La rutina de los sabios

Los equipos y las personas desean hacer las cosas cada vez mejor. ¿Qué lo facilita? ¡El hábito de aprender de las experiencias! Aunque parece sencillo, lo cierto es que la falta de disciplina para reflexionar las vivencias conduce al estancamiento o, peor aún, a la repetición de errores. En este sentido, a mediados de los ochenta, David Kolb ―psicólogo estadounidense― diseñó una efectiva rutina de cuatro pasos, que posibilita romper con esos ciclos nocivos. ¡Veamos!

Experiencia concreta. ¿Qué hicimos? Consiste en identificar hechos y situaciones vividas en cierto periodo. Es hacer, por ejemplo, a lo largo de la semana de trabajo, un «inventario» de las realizaciones específicas de un equipo. Imaginemos que ese equipo acostumbra reunirse 15 minutos al cabo de los seis días de trabajo para repasar todo lo acontecido. O bien, que unos padres, dialogando con su hija, reconstruyen lo que esta hizo durante la semana en la escuela.

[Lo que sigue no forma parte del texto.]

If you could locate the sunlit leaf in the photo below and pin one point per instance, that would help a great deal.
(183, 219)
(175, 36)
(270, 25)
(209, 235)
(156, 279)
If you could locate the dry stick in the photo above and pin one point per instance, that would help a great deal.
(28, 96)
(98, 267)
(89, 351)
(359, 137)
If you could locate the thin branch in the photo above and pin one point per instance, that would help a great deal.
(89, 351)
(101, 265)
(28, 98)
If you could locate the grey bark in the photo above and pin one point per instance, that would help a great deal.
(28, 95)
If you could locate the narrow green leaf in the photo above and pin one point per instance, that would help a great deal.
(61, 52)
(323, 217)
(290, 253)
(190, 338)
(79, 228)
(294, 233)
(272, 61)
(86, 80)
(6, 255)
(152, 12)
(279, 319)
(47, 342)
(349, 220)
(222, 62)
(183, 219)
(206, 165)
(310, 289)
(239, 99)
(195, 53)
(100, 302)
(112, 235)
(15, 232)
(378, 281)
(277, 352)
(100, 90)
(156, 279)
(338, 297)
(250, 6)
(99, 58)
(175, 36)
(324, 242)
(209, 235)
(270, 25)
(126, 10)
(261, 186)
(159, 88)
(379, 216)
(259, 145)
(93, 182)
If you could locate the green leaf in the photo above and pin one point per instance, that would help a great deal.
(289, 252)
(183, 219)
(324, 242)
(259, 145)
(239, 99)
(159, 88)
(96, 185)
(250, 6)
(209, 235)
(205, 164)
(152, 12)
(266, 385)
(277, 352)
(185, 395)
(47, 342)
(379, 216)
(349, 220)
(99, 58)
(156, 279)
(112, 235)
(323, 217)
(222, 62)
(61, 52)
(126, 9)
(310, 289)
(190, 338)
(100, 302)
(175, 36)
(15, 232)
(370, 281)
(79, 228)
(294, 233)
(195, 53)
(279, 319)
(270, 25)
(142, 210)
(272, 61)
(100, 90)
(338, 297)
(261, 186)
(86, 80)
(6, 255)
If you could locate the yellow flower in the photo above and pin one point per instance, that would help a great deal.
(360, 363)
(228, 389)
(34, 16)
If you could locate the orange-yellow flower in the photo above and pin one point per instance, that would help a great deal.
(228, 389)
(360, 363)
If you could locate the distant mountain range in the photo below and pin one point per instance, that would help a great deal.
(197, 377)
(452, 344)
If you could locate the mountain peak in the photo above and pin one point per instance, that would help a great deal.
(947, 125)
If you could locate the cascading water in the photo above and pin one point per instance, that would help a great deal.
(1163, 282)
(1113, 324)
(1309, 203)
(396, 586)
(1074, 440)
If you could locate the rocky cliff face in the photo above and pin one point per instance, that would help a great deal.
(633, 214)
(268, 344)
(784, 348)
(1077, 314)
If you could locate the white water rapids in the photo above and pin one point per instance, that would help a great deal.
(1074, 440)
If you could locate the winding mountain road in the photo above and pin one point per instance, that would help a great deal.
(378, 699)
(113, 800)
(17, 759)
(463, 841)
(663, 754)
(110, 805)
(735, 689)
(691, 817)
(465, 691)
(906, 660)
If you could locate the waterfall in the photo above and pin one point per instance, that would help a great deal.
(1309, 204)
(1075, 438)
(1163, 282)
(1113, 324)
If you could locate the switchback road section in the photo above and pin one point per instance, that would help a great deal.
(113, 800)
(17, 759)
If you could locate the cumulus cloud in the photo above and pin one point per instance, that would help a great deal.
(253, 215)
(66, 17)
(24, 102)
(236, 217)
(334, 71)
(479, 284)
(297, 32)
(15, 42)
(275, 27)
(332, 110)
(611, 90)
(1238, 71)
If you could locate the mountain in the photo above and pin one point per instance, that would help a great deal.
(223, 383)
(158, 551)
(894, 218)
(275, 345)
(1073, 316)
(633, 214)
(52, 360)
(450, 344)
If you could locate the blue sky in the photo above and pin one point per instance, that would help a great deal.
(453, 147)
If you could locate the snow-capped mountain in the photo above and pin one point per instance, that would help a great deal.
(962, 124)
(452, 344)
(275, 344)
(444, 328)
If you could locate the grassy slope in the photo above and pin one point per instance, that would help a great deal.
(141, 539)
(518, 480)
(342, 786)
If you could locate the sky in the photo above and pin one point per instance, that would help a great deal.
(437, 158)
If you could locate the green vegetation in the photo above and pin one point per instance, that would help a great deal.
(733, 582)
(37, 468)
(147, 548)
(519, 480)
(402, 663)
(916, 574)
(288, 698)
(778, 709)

Observación reflexiva. ¿Cómo lo hicimos? Esos mismos padres instan a la niña a que clasifique sus vivencias en positivas y no positivas. De igual modo, un líder promueve que los miembros de un equipo asuman el análisis del desempeño con una actitud crítica. Al revisar qué hicieron bien o mal, estos desarrollan su criterio, su apertura para reconocer errores y su apreciación de logros.
Las personas que acostumbran «autoobservarse» maduran más rápido.

Conceptualización abstracta. ¿Qué aprendimos? Aquí es el momento de rescatar lecciones de valor a partir de lo observado. Se enriquece conceptualmente el intelecto personal o colectivo mediante patrones y normas: del reflejo de una vivencia emanan nuevos conceptos. Se aportan teorías probadas que ayudan a comprender sucesos, se concretan aprendizajes. Particularmente, los líderes tienen la tarea de llevar a su equipo hacia un nivel superior de abstracción.

Experimentación activa. ¿Cómo practicaremos lo aprendido? Lo esperado es que las cosas mejoren al aplicar las lecciones relevantes. Ahora bien, si no se verifica la validez de estas, la experiencia concreta (paso 1) se convertiría en un círculo vicioso. No siempre se alcanzará el éxito en este retorno a la realidad, pero aun el fracaso proveerá nuevas perspectivas. Así, un riguroso transitar por las fases previas convertirá a la cuarta en la fuente de mejoramiento creciente.

Cincuenta y dos lecciones esperan al equipo que realice esta conversación semanal; trescientos sesenta y cinco prácticos aprendizajes anuales nutrirán el intelecto y el buen criterio del niño cuyos padres, aplicando esos cuatro pasos, le dediquen cinco minutos de diálogo cada noche.

Cada persona u organización puede variar el punto de partida del proceso. Un líder podría impulsar a su equipo a practicar nuevos modelos de gestión, a incorporarlos en sus rutinas; después, todos evaluarían los resultados positiva o negativamente. Sin importar la secuencia seleccionada, la clave es lograr extraer conciencia de las experiencias. Una lectura crítica y reflexiva de estas deriva en los aprendizajes que orientan hacia el alto desempeño, en la actitud receptiva hacia el cambio y la innovación: en el buen criterio, la sabiduría y el entendimiento.

¿Reflexiona usted metódicamente sobre sus experiencias? ¿Ha aprendido de ellas? ¿Qué?